Two smiling girls drinking colorful cocktails. Watercolor painted picture on paper

 

If you’re looking at your diary and wondering how you will survive the party fatigue (not to mention the cost)  of the run-up to Christmas, you’re not alone. A survey of 700 people revealed that  four out of 10 of us are ambivalent towards Christmas parties with a fifth of people actively disliking them. What we can perhaps learn from this rather depressing statistic is that a glut of celebration at one particular time of the year is not as beneficial to our happiness as a series of smaller celebrations throughout the year.

Research by Fred Bryant, a social psychologist at Loyola University Chicago and author of Savoring: A New Model of Positive Experience, reveals that rather than waiting until big annual events such as birthdays or Christmas to celebrate, our short and long term happiness is better boosted by mini celebrations. Taking a few moments to mark the occasion when small, but good things happen, such as meeting a big deadline or finishing a home improvement project, apparently improves our levels of optimism and helps us to cope with stress more effectively.

In financial terms, it makes sense to to spread a little of your festive budget for celebrations throughout the year too.

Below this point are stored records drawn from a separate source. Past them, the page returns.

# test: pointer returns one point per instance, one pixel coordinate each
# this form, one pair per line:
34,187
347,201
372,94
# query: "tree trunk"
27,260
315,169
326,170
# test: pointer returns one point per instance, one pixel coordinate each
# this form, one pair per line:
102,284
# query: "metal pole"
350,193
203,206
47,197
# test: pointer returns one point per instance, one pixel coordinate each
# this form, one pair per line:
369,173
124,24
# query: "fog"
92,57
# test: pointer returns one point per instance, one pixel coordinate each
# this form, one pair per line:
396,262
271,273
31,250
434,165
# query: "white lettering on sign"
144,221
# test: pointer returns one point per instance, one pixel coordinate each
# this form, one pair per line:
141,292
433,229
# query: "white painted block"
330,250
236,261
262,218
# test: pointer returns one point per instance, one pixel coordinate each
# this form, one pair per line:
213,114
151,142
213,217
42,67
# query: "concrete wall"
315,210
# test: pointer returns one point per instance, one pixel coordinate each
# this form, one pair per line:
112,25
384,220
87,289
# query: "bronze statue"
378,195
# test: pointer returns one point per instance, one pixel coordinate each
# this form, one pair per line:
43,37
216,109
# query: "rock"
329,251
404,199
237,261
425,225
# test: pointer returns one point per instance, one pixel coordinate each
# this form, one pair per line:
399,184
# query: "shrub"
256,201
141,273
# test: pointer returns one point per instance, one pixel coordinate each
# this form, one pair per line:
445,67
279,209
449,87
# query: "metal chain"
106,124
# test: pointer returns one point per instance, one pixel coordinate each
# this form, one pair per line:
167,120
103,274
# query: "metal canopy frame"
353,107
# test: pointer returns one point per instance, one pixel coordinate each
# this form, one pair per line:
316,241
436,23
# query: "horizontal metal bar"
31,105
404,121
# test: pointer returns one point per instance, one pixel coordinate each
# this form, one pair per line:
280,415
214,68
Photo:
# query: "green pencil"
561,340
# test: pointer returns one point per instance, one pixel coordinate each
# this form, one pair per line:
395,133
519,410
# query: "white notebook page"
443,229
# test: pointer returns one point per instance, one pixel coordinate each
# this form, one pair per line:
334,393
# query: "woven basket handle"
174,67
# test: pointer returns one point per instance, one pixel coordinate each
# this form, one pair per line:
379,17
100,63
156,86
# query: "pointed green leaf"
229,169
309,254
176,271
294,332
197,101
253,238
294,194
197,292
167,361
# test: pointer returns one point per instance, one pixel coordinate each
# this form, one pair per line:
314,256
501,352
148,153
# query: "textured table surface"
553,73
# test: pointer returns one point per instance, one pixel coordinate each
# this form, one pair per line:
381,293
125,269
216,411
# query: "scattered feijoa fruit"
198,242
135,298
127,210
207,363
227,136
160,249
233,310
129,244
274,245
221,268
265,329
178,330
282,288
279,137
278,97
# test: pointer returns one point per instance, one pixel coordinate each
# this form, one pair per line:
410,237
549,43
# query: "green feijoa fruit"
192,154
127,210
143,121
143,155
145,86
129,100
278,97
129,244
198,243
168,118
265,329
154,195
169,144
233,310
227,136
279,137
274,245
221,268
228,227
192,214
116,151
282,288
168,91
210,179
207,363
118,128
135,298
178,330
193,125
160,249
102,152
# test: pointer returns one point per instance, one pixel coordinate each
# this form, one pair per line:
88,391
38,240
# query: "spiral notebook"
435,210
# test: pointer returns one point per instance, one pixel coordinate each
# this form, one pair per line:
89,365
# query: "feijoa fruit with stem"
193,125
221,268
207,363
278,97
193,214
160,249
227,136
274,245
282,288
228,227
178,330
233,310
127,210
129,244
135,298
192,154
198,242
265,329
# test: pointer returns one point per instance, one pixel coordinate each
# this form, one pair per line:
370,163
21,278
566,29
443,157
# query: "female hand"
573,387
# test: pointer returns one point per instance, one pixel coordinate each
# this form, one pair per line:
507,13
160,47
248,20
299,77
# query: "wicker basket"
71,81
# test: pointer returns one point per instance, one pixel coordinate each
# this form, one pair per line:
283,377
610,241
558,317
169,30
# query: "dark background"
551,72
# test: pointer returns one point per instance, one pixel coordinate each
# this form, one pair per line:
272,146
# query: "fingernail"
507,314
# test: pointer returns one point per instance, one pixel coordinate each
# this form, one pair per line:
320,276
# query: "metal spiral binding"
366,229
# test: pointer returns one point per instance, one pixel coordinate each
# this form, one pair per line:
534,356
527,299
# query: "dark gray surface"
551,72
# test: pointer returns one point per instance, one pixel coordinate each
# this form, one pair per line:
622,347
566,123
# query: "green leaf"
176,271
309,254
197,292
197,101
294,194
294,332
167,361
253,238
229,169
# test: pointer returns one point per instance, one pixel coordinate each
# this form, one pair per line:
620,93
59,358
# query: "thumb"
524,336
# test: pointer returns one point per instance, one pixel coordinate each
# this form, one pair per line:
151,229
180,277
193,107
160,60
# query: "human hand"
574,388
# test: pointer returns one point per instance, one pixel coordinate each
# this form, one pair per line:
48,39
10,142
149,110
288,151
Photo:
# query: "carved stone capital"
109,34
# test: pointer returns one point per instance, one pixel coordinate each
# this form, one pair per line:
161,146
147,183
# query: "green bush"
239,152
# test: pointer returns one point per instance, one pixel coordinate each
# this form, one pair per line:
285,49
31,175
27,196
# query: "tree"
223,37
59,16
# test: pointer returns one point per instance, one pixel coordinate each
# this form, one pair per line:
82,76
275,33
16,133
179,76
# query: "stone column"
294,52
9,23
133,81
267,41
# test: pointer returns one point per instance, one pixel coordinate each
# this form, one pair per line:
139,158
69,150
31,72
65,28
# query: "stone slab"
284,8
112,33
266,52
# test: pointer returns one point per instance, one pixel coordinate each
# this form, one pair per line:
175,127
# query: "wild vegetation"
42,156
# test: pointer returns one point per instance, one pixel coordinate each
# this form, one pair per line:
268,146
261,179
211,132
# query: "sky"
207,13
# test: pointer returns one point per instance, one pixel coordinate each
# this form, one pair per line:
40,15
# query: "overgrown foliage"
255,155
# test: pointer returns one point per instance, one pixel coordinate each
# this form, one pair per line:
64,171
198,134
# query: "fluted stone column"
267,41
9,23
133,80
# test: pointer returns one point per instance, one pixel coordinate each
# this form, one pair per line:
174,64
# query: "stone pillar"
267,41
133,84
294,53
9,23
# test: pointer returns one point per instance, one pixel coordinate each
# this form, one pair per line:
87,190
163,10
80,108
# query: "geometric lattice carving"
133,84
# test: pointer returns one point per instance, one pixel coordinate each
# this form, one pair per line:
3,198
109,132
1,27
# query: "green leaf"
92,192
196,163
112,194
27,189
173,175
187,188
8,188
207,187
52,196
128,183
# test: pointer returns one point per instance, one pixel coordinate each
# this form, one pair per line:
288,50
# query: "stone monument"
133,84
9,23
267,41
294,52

Budgeting a set amount each month for impromptu celebrations means there is always something soon to look forward to and it helps to decrease the sense of post-Christmas blues that have many of us so depressed in January. 

It’s up to you of course, but do talk to your Serenity Financial Advisor about getting a good balance. Having guilt free funds in place to enjoy a simple meal out at a local pub to celebrate getting through a tough week at work, or to arrange a little family get together to appreciate the kids getting good grades are all simple, fairly low cost investments that could go a long way to making your whole life that little bit more gratifying.